Support vector operations #26

akshaisarma · 2017-04-20T23:59:26Z

It is not convenient to boil your test data into a single aggregate. If you have N dimensions and M metrics, in the Hive execution engine, you have write a query for each of the M metrics and in each query, produce the metric for N dimensions boiled down to single row.

It is far more user-friendly if the user could provide a CSV representation of the expected data:

Dim1, Met1, Met2
N1,   M1,   M2,...
N2,   M1,   M2,...
N3,   M1,   M2,...
...

This could be a datasource that just reads a CSV file and makes a tabular format of it as as any datasource currently does in Validatar.

And in their asserts (assuming their expected data is in a query called R and the data being tested is in a query called Q), simply do :

Q.Met1 < R.Met1 on Q.Dim1 == R.Dim1
(approx(Q.Met2, R.Met2, 0.02) && ... ) on (Q.Dim1 == R.Dim1 || R.Dim1 == "N3")

The first assert checks that for all rows where R.Dim1 = Q.Dim1, Q.Met1 is less than R.Met1. The second one asserts that Q.Met2 is within R.Met2 by 2% for all rows where Q.Dim1 = R.Dim1 or R.Dim1 is N3.

I thought about how we implement this and it seems relatively easy.
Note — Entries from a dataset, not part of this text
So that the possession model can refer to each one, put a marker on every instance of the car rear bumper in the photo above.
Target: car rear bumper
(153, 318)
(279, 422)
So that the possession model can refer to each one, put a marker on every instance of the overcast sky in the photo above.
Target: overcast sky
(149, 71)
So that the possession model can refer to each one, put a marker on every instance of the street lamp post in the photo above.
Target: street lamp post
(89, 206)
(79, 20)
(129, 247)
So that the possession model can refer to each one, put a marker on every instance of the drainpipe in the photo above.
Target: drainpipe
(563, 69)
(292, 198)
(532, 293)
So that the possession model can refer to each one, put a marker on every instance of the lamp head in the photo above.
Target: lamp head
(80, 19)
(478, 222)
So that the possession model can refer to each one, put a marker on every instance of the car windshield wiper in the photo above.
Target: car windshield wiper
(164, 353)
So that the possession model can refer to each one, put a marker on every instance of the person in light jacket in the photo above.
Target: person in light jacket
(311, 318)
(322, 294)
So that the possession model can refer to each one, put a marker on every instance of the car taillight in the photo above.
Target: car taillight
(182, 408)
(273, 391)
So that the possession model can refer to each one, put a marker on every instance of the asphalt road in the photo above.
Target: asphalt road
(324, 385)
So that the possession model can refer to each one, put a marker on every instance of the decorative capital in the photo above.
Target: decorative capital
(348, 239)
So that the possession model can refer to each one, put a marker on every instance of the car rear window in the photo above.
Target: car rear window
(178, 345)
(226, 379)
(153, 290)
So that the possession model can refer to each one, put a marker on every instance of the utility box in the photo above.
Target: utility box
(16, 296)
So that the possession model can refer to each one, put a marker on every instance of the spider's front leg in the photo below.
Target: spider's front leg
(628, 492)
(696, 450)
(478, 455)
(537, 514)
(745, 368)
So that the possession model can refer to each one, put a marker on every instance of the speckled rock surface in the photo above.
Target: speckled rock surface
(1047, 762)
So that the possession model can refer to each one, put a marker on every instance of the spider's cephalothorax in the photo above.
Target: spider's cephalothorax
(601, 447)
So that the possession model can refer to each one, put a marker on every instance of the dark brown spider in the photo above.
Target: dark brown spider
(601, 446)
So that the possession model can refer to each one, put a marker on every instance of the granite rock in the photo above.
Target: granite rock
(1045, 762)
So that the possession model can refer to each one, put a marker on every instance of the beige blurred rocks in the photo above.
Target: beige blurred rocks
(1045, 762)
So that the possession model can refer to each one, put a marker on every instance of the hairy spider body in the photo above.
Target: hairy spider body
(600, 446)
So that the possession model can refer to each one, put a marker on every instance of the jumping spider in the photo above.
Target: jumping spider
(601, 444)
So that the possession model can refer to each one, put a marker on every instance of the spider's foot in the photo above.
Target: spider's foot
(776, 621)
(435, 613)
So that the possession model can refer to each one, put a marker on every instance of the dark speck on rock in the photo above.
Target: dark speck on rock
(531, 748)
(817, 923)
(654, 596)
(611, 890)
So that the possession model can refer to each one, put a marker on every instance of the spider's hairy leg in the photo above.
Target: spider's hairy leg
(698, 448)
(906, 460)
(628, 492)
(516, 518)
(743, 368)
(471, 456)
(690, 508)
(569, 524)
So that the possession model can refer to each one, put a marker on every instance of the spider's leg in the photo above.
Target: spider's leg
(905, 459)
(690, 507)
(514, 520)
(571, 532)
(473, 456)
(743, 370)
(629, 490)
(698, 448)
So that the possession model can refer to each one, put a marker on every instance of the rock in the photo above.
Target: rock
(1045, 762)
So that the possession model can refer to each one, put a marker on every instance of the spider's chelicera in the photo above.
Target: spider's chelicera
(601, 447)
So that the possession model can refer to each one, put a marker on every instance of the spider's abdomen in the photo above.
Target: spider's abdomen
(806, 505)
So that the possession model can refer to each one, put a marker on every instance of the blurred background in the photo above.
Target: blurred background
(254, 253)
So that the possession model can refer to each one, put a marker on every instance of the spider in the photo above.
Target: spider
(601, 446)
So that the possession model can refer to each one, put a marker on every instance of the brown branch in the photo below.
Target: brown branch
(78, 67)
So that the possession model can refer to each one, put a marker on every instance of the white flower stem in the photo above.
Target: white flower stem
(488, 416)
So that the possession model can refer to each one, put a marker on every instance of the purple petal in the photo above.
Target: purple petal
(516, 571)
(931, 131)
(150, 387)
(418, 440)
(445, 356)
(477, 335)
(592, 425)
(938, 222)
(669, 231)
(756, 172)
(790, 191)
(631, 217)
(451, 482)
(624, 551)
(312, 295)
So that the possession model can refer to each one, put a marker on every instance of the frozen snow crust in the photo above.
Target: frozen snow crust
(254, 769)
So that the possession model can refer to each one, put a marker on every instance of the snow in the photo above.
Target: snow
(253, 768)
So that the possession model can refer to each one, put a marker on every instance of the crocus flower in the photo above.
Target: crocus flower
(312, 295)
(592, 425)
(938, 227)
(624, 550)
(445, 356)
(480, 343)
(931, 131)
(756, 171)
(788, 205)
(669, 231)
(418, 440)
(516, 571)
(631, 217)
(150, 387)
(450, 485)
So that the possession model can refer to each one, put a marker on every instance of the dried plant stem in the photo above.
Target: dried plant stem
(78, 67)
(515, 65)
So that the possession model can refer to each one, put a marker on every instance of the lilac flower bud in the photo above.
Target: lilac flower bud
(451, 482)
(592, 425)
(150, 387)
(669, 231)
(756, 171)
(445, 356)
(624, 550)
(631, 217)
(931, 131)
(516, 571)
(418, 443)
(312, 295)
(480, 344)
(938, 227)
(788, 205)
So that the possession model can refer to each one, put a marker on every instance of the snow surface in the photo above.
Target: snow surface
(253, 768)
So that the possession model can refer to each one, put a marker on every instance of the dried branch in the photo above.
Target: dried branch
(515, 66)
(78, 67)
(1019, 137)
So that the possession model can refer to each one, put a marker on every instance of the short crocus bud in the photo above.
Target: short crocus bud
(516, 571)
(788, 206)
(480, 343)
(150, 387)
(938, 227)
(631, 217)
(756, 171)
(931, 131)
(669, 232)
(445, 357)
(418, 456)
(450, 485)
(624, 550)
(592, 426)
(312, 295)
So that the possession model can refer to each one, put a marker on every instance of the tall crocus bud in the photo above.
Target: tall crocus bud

As for parsing the new assertion syntax, it's same as our Grammar right now, just separated with a new 'on' keyword -> we just need to add a new grammar level. We will need to relax our assertion framework which is currently forcing everything to one row.

If you don't provide an 'on' keyword, we will behave as we do now and force to one row. This has the nice benefit that nothing changes for existing test files already written.

The motivation for this comes from some users who contacted concerning how they would keep their dimensions and metrics in check as they grow over time.

Thoughts? Comments?

The text was updated successfully, but these errors were encountered:

joshwalters · 2017-04-21T20:12:41Z

So this would basically be performing joins on a list of expected values? Won't you have to know the column names for the Q CSV data set? It seems like the on really is a where, apply the given check where some logic holds true, correct?

This seems a complicated way to get around returning a single record and performing a check. I don't fully understand why is is not convenient to return a single aggregate record (or a single raw record) for a test. I guess I could see some usefulness in the following scenario:

Table t has columns country, agg1, agg2. You want to enforce something like agg1 < agg2 for some values of country, but not all. You could do a group by query to make a list of values, and then do the check this way.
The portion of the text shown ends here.